Alors qu’au Pakistan, le pouvoir s’est enfin résigné à une guerre offensive contre la forteresse inexpugnable des talibans, l’Iran subit, pour la deuxième fois en une année, un attentat de grande envergure. Par la qualité politique des victimes, c’est l’une des attaques terroristes les plus meurtrières que la République islamique a essuyées depuis son avènement.
Plus au nord, une guerre fait rage entre l’armée régulière et les tribus chiites affiliées au régime de Téhéran dans la région de Saada. L’Arabie Saoudite doit régulièrement endurer des attentats d’Al-Qaïda, dont l’un a visé, le 27 août dernier, son ministre adjoint de l’Intérieur.
Tous ces pays ont la responsabilité d’avoir initié le terrorisme islamiste avant de l’entretenir, idéologiquement, financièrement et militairement. En inondant le monde musulman de noyaux wahhabites, l’Arabie Saoudite croyait étendre, grâce à ce réseau, une ambiance doctrinale qui légitimerait sur une base panislamique son régime despotique et archaïque. L’Iran, depuis la révolution islamique, s’est employé à exporter son modèle en terre d’Islam pour élargir son influence aux dépens des régimes et idéologies wahhabite et baathiste.
Mais en gros, tous les régimes arabes, excepté peut-être la Tunisie, ont tenté d’intégrer l’islamisme dans la formulation de leur identité politique. Ainsi, tous les despotes croyaient avoir suffisamment donné de gages de religiosité pour être à l’abri de la révolution islamique. Mais en cas de besoin, ils étaient toujours disposés à en rajouter une couche. La manière dont le FLN, certes historiquement opposé à la laïcité et détourné d’un djihad anticolonial à des fins de pouvoir local, s’est transformé en barbéfélène aux premiers signes d’hégémonie et aux premières manifestations de brutalité du FIS, illustre la disponibilité du régime algérien, par exemple, à embrasser la nouvelle religion politique.
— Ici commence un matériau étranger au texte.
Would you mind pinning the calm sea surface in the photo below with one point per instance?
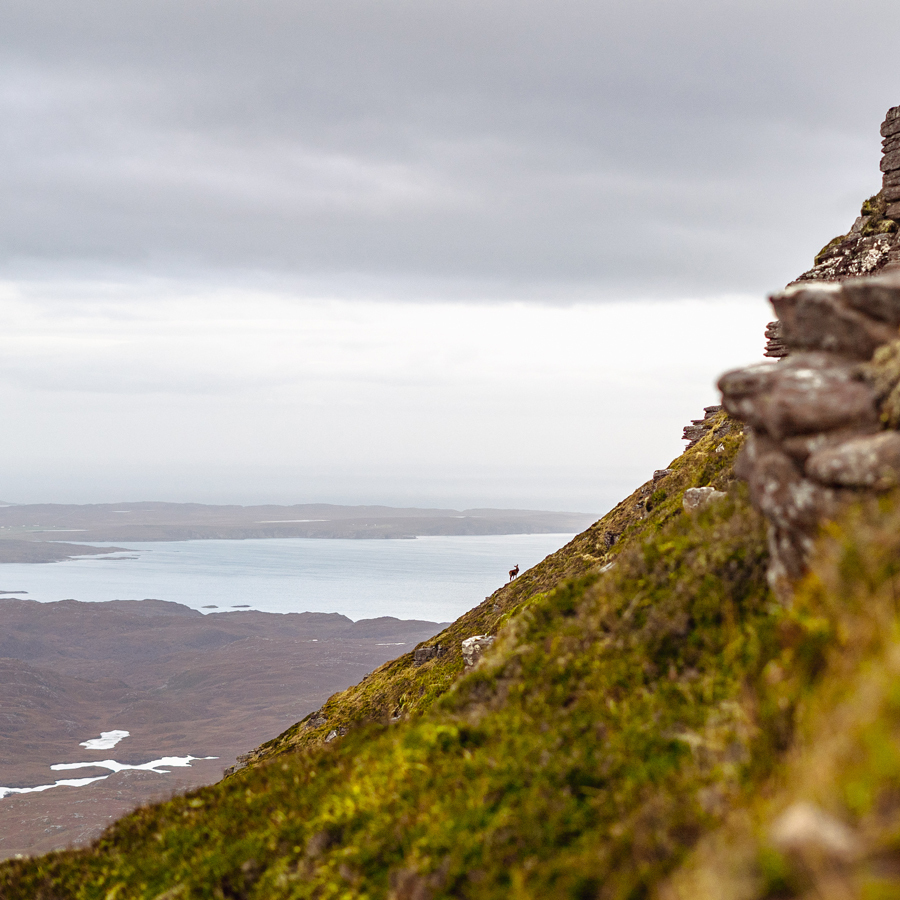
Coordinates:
(433, 578)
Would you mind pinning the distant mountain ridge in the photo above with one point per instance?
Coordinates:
(195, 521)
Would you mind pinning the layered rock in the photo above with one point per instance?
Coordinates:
(872, 245)
(823, 421)
(696, 431)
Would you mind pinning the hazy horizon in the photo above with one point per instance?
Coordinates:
(452, 254)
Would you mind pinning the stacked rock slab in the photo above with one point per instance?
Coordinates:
(890, 162)
(696, 431)
(872, 245)
(821, 427)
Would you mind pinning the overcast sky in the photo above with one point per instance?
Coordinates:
(417, 252)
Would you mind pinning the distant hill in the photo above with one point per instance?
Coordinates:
(192, 521)
(695, 699)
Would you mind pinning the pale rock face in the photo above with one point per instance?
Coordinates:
(804, 828)
(473, 648)
(870, 461)
(817, 417)
(808, 393)
(698, 498)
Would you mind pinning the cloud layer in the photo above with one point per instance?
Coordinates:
(436, 150)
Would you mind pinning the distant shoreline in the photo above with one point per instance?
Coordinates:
(40, 526)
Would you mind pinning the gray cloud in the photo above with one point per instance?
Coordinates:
(555, 150)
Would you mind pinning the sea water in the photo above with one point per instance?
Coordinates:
(431, 578)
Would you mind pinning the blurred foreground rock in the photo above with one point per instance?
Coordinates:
(822, 420)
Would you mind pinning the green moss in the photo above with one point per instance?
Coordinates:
(840, 669)
(585, 755)
(400, 688)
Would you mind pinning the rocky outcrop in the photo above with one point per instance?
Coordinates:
(474, 648)
(424, 654)
(823, 426)
(873, 243)
(698, 498)
(697, 430)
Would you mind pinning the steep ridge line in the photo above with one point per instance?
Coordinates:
(650, 722)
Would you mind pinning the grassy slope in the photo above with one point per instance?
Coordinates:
(846, 757)
(619, 717)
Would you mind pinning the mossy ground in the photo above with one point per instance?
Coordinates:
(402, 689)
(846, 756)
(613, 725)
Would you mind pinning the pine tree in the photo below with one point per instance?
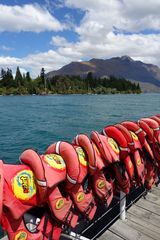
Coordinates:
(18, 78)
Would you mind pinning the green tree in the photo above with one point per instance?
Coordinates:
(19, 78)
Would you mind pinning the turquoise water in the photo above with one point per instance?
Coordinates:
(37, 121)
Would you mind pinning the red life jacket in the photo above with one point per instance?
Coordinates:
(101, 187)
(154, 125)
(50, 170)
(19, 195)
(127, 160)
(145, 153)
(76, 164)
(136, 150)
(151, 138)
(110, 153)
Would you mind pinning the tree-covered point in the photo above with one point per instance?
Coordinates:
(23, 84)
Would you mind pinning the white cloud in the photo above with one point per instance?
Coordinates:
(97, 37)
(33, 63)
(59, 41)
(124, 14)
(29, 17)
(6, 48)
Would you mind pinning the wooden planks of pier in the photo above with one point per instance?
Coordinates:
(142, 222)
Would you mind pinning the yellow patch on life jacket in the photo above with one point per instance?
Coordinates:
(113, 145)
(23, 185)
(80, 197)
(81, 156)
(100, 184)
(96, 149)
(21, 236)
(59, 203)
(134, 136)
(130, 164)
(139, 162)
(55, 161)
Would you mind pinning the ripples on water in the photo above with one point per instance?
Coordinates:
(37, 121)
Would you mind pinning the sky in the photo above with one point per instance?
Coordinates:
(51, 34)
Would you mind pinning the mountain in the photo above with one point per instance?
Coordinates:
(148, 75)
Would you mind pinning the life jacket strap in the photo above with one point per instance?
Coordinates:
(89, 208)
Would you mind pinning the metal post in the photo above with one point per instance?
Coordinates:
(122, 206)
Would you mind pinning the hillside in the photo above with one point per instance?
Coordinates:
(147, 75)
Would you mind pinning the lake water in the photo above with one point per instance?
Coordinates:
(37, 121)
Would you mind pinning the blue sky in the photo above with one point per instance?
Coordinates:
(50, 34)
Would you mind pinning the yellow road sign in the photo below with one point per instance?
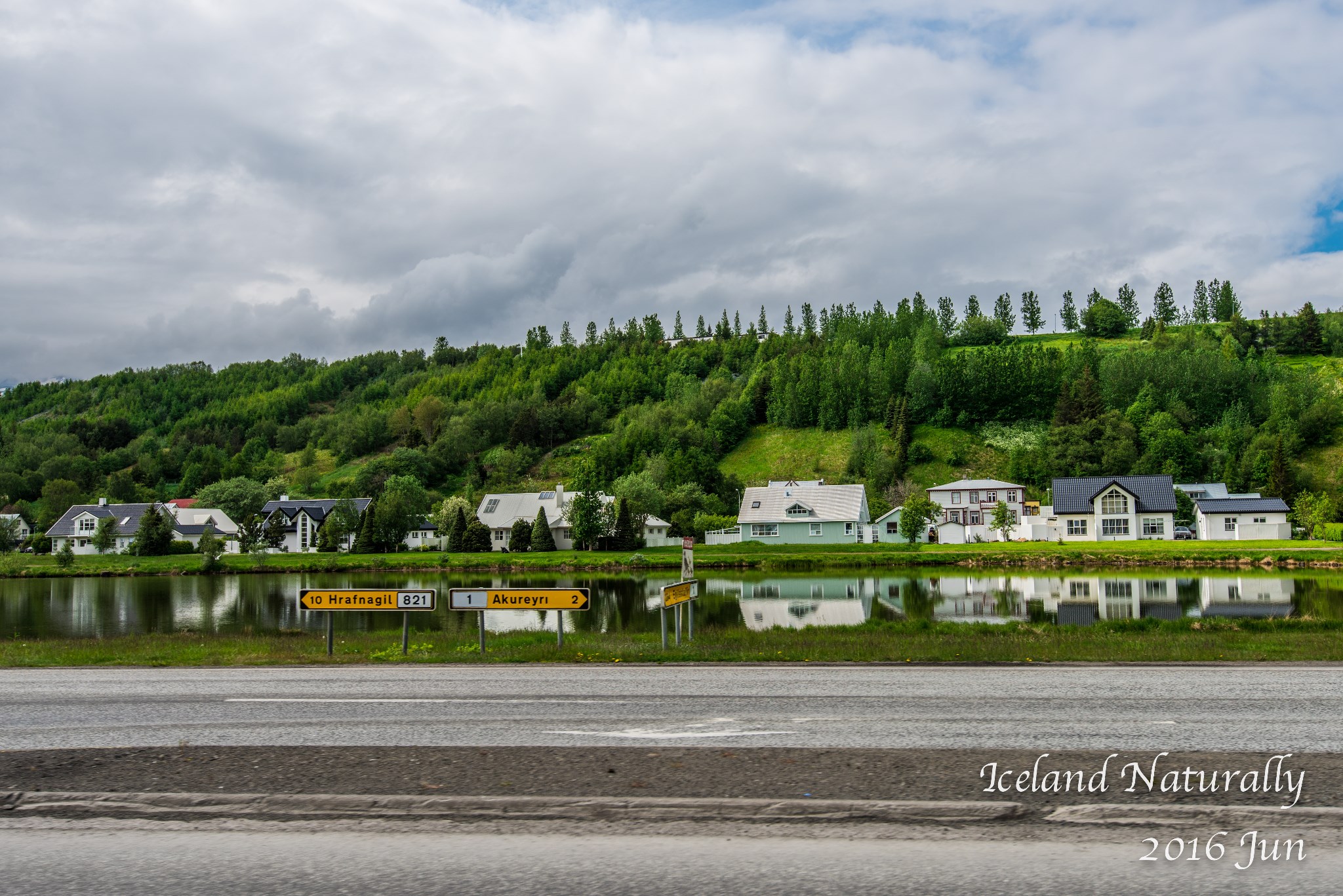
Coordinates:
(680, 593)
(519, 600)
(367, 600)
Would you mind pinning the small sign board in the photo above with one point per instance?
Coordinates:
(367, 600)
(680, 593)
(519, 600)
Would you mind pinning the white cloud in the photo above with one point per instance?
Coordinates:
(233, 180)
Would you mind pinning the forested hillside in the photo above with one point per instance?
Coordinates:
(1254, 403)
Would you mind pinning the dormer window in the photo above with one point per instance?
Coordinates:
(1113, 501)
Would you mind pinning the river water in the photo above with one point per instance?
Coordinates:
(266, 604)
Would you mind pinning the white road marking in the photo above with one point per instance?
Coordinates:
(405, 700)
(645, 734)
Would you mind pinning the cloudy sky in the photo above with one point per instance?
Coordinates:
(235, 179)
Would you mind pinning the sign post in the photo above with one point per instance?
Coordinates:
(557, 600)
(673, 595)
(333, 600)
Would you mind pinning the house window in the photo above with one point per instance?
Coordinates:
(1115, 527)
(1113, 503)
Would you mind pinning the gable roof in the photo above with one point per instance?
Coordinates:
(1152, 494)
(1241, 505)
(828, 504)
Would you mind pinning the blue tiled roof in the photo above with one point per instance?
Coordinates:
(1152, 494)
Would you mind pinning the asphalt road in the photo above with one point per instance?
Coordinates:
(1239, 709)
(209, 863)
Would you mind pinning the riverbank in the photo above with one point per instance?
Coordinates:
(1018, 642)
(724, 556)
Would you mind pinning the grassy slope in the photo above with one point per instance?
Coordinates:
(1131, 641)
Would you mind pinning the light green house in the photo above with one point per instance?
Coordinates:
(805, 512)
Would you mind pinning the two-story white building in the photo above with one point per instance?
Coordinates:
(967, 508)
(1243, 519)
(1115, 508)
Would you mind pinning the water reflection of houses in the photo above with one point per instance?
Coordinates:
(795, 604)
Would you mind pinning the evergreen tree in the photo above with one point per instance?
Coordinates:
(457, 534)
(809, 320)
(1030, 316)
(1003, 313)
(520, 539)
(1127, 303)
(1228, 305)
(1202, 312)
(946, 315)
(625, 536)
(1163, 304)
(1308, 328)
(542, 536)
(1070, 313)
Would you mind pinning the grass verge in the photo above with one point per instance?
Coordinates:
(1119, 641)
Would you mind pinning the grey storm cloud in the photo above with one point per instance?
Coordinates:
(235, 180)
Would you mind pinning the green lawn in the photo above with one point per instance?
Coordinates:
(917, 641)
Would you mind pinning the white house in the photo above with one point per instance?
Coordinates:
(500, 511)
(970, 505)
(79, 523)
(23, 531)
(1115, 508)
(302, 519)
(1243, 519)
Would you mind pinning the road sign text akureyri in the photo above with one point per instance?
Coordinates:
(367, 600)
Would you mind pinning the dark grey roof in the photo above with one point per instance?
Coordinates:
(1241, 505)
(1153, 494)
(128, 518)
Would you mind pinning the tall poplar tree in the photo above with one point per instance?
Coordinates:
(1030, 315)
(1070, 312)
(1003, 313)
(1163, 304)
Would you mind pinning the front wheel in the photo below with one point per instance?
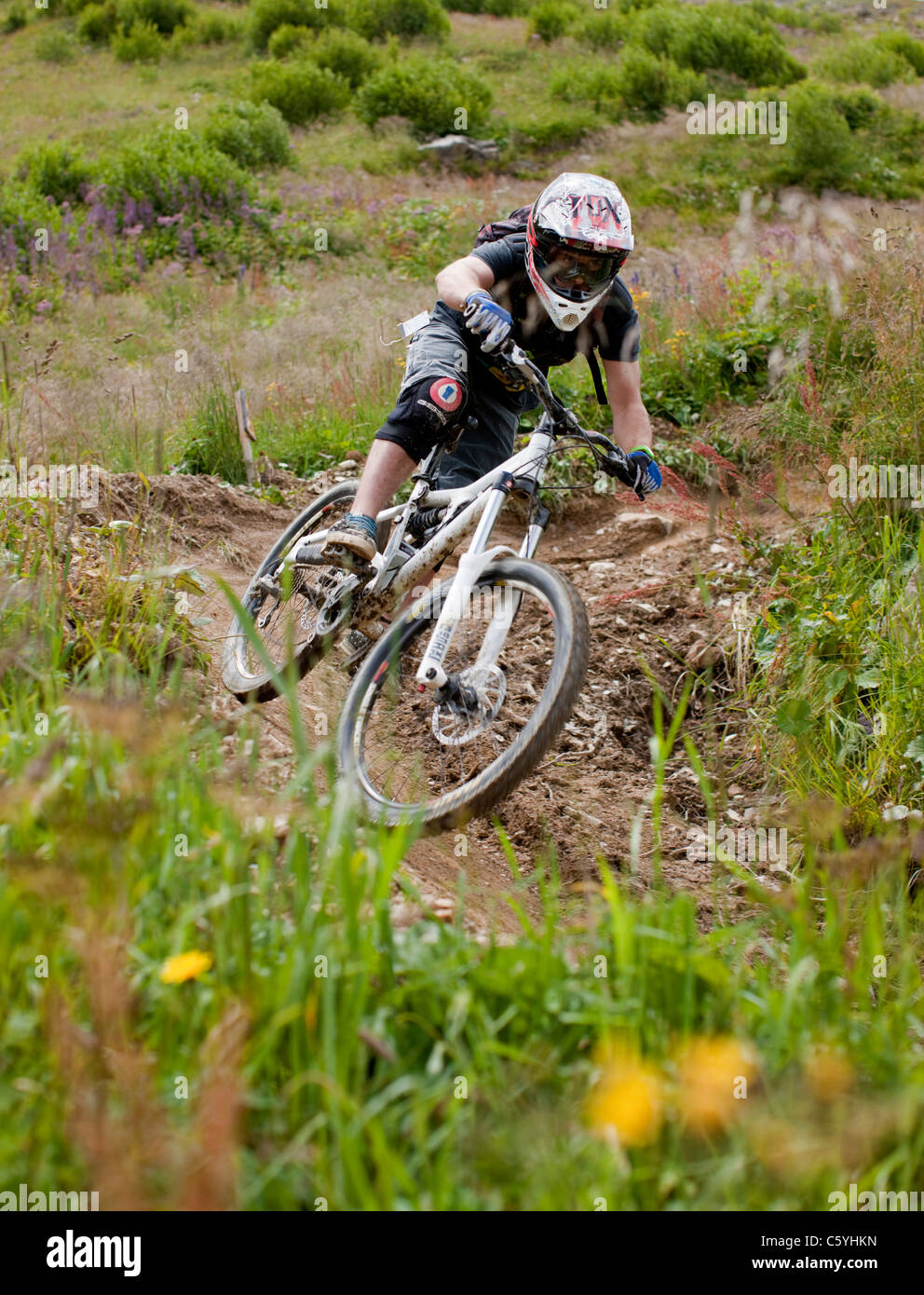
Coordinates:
(296, 620)
(442, 757)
C’est dire l’accueil quasi triomphal et l’effet d’amplification dont l’intégrisme a bénéficié de la part des pouvoirs en place au Maghreb et au Moyen-Orient. L’Algérie, politiquement dépourvue de toute base doctrinale, et dont les dirigeants n’étaient animés que par le souci de pouvoir, constituait le maillon faible du système géopolitique du monde musulman : elle fut naturellement choisie pour y tester la première révolution islamique armée. Elle continue à payer l’acharnement du projet obscurantiste, largement soutenu de l’intérieur, mais tout aussi efficacement combattu par la résistance républicaine.
Malgré ses divisions, ses contradictions et ses alliances malheureuses, l’islamisme a frappé presque partout dans le monde. Aujourd’hui, il revient militairement à ses points de départ. Ses bases — les confins irano-pakistanais, la frontière pakistano-afghane et les montagnes du Yémen — sont devenues, comme par un effet boomerang, ses champs de bataille.
Après deux décennies de terrorisme islamiste, on peut énoncer cette vérité : n’importe qui peut le susciter, le soutenir, l’orienter mais personne ne peut prétendre s’en prémunir. Y compris justement celui qui le suscite, le soutient ou l’oriente.